The first agent IDE

LangChain releases LangGraph Studio, a company seeks to build universal AI employees, and more

🔍 Spotlight

Code frameworks for building AI agents are a dime a dozen these days, but this week saw the launch of something new: the first integrated development environment (IDE) purpose-built for creating agent systems.

Since the dawn of LLMs’ mainstream popularity at the beginning of 2023, LangChain has been one of the most widely used tools to facilitate their use in complex applications, and LangGraph, its standalone agent orchestration framework, has been a leader in the agent subfield. LangGraph enables users to define agent workflows as connected graphs of components such as LLM calls, databases, human input, and more.

Now, LangGraph has released an open beta of LangGraph Studio, an IDE specifically built around AI agents. Using it, agents can be constructed in code then visualized in graph form with a GUI, which allows developers to run only specific components one at a time, debugging them individually without needing to rerun the entire workflow.

LangGraph studio is currently free to use, requiring only that users sign up for a free LangSmith account. While the wording of LangChain’s announcement hints that the program may be put behind a paywall later in its development cycle, the rapid proliferation of agent frameworks makes it likely that open-source alternatives will emerge relatively soon. The launch of the first agent IDE is a significant indicator of the field’s maturation, as well as the demand for specialized tools to support the growing body of agent developers.

đź“° News

Ema, a startup founded by Google employees that recently emerged from stealth, has raised $36 million in a Series A round, bringing its total fundraising haul to $61 million. Unlike many agent startups which seek to automate a narrow industry or role, Ema has a more ambitious goal of providing AI employees capable of handling a wide range of tasks, from customer support to sales to legal compliance.

In this X thread, the co-founder of AgentOps recaps the impressive range of features launched by agent companies just this week.

Semantic Kernel is a framework for connecting LLMs to various APIs in order to build AI-powered applications. Now, the SDK is releasing autonomous agents as an experimental feature, allowing multi-agent systems to be built and integrated with its workflows.

Lagent is the latest addition to the family of agent frameworks, providing a more minimalistic interface relative to established packages like AutoGen and CrewAI.

Most AI agents are currently powered by frontier LLMs run in large, centralized datacenters by major providers such as OpenAI. Code Metal is a new startup which has raised over $16 million to enable agent workflows to be run on edge computing devices instead.

đź§Ş Research

Fine-tuning of LLMs on successful agent trajectories has shown positive results in improving performance, but collecting such data manually can be labor-intensive. This paper introduces AgentGen, a method for automated generation of novel agent trajectories. Agents employing Llama-3 8B fine-tuned using AgentGen can surpass GPT-3.5 and sometimes even GPT-4 in performance.

Massive Multitask Language Understanding (MMLU) is a popular benchmark for ranking large language models’ capabilities. The authors of this paper propose an analogue for agents—Massive Multitask Agent Understanding (MMAU)—which evaluates agents on several common application domains, such as tool use, coding, and mathematics.

AppWorld is a new framework for evaluating LLM agents’ ability to perform everyday digital tasks in nine commonly-used apps such as Amazon and Venmo. It provides an execution environment for the agents, as well as a benchmark suite of 750 tasks requiring complex, multi-step reasoning and interactive code generation.

Persona agents, which are assigned to take on the personality of a given person or profession in order to play a role, have been the subject of increasing interest in a variety of fields from therapy to video games. PersonaGym provides a new benchmark for testing how well persona agents’ responses to a range of questions conform to their assigned personalities.

🛠️ Useful stuff

The author of this piece implements a simple agent in both AutoGen and LangGraph and compares the pros and cons of each of the two popular agent frameworks.

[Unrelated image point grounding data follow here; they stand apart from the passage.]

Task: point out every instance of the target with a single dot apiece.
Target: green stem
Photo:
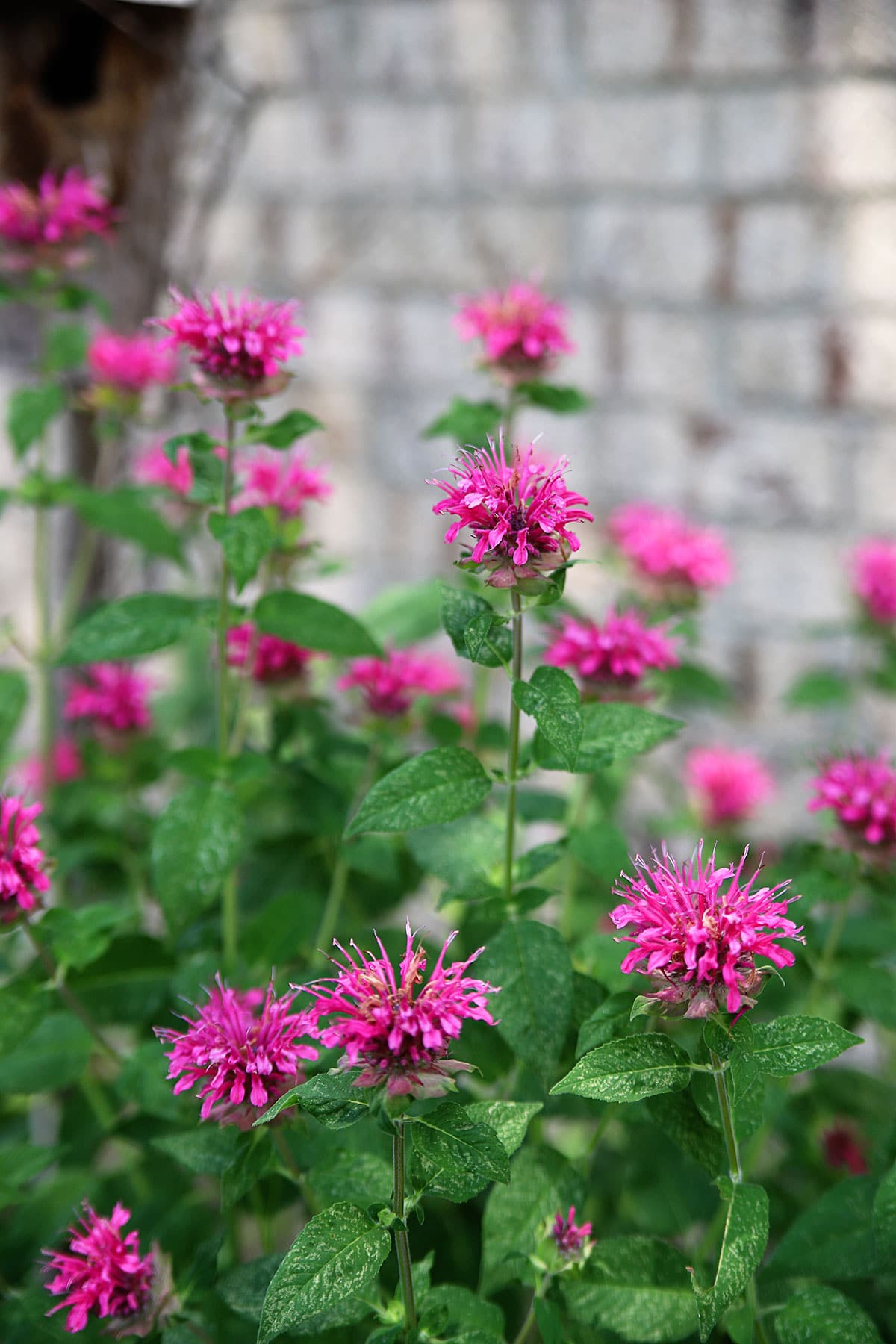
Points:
(228, 897)
(735, 1171)
(514, 747)
(402, 1245)
(66, 994)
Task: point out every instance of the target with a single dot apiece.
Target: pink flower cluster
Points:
(112, 695)
(101, 1273)
(65, 766)
(862, 793)
(519, 511)
(284, 482)
(521, 329)
(700, 929)
(874, 567)
(155, 468)
(391, 685)
(243, 1060)
(727, 785)
(129, 363)
(399, 1028)
(664, 547)
(238, 343)
(567, 1236)
(22, 859)
(272, 659)
(45, 226)
(617, 653)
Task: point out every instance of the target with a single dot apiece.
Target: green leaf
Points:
(129, 628)
(635, 1287)
(541, 1182)
(435, 786)
(677, 1116)
(610, 732)
(833, 1238)
(124, 512)
(405, 613)
(30, 411)
(553, 700)
(13, 697)
(54, 1055)
(329, 1263)
(550, 396)
(314, 624)
(454, 1156)
(461, 612)
(246, 538)
(284, 432)
(818, 1313)
(793, 1045)
(531, 964)
(469, 423)
(208, 1151)
(742, 1249)
(884, 1219)
(821, 688)
(872, 989)
(66, 347)
(331, 1098)
(508, 1119)
(629, 1070)
(195, 843)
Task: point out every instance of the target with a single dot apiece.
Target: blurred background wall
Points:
(709, 184)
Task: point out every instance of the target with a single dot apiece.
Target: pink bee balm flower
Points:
(129, 363)
(396, 1027)
(665, 547)
(862, 793)
(245, 1060)
(617, 653)
(519, 512)
(156, 468)
(280, 480)
(65, 766)
(874, 567)
(521, 329)
(568, 1236)
(272, 659)
(112, 695)
(45, 228)
(700, 929)
(391, 685)
(727, 785)
(22, 859)
(240, 344)
(101, 1273)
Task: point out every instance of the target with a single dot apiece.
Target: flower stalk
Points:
(402, 1242)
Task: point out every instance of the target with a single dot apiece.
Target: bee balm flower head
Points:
(102, 1273)
(862, 791)
(727, 785)
(22, 859)
(669, 551)
(521, 329)
(240, 344)
(243, 1048)
(874, 569)
(612, 659)
(399, 1026)
(699, 930)
(519, 511)
(49, 228)
(391, 685)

After unsuccessfully experimenting with Directed Acyclic Graphs (DAGs) for agent systems, LlamaIndex has rolled out a new method of building agents using event-driven workflows. The linked blog post provides an interesting and thoughtful analysis of the drawbacks of rendering agents as DAGs.

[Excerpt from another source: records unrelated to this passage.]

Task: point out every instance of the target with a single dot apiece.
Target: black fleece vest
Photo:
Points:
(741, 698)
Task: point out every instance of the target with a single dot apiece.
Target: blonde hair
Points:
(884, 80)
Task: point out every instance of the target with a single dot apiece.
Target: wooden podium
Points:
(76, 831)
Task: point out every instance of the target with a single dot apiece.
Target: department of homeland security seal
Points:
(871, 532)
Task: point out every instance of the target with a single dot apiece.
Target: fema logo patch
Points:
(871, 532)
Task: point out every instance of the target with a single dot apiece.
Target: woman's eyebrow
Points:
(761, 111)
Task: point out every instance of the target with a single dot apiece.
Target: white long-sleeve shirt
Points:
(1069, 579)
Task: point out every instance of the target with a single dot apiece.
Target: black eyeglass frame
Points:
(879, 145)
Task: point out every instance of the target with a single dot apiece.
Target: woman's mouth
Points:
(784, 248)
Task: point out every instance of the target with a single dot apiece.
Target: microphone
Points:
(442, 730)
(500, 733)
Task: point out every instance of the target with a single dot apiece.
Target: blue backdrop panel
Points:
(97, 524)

SWE-Bench is a leading benchmark for evaluating coding agents such as Devin. This tutorial shows how to test an agent on SWE-Bench using LangSmith.

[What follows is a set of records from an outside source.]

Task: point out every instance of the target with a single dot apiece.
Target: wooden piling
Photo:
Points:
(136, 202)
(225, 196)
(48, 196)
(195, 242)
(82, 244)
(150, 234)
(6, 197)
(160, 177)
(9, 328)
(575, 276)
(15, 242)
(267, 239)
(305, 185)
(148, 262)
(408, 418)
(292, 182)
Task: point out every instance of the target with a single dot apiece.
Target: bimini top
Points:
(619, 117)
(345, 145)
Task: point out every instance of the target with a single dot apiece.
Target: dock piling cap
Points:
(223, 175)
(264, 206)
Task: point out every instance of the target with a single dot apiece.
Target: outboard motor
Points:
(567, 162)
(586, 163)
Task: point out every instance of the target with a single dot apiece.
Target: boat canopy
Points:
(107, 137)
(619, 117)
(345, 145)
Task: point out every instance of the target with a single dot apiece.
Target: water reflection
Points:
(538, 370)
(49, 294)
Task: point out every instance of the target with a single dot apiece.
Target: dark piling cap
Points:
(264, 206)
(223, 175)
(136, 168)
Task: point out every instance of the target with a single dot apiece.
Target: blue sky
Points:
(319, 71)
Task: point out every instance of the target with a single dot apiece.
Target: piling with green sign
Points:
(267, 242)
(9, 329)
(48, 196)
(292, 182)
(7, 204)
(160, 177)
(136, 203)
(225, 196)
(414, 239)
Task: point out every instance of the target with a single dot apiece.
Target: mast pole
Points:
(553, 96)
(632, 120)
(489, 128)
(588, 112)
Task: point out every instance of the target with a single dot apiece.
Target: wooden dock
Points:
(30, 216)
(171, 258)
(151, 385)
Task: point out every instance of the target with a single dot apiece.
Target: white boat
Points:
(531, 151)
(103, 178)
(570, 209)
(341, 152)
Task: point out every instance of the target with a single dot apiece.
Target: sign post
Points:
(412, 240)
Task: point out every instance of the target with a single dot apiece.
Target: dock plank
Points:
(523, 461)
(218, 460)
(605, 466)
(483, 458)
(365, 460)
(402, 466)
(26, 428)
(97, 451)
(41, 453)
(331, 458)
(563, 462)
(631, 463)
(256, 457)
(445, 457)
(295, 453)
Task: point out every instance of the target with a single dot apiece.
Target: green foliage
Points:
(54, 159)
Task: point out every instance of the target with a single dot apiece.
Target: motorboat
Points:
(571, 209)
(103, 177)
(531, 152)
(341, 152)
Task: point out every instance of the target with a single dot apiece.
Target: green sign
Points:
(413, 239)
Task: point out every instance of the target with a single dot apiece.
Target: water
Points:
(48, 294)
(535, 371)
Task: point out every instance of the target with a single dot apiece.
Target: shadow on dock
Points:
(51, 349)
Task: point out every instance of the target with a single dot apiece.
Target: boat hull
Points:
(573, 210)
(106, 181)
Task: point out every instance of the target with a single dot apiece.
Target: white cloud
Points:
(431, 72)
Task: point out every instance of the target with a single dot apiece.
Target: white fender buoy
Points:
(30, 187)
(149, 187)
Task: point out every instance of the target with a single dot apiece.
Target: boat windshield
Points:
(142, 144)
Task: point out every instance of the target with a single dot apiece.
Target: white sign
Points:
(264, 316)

Microsoft and Stanford University recently launched Trace, a tool for optimizing AI agents similarly to how the underlying neural networks can be optimized using AutoDiff. Now, Trace has been released as an open-source Python library.

đź’ˇ Analysis

There has been a recent boom in AI devices and wearables like the HumaneAiPin and Rabbit R1, while big tech companies have simultaneously demoed assistant agents such as Google’s Project Astra. The two trends are likely to converge, the author of this piece believes, with the imminent launch of agent-integrated wearable devices by companies such as Meta.

A new report by the consulting firm Capgemini expects autonomous AI agents in the workplace to arrive in 2025, with 82% of companies surveyed for the report planning to integrate AI agents into their operations within 1-3 years.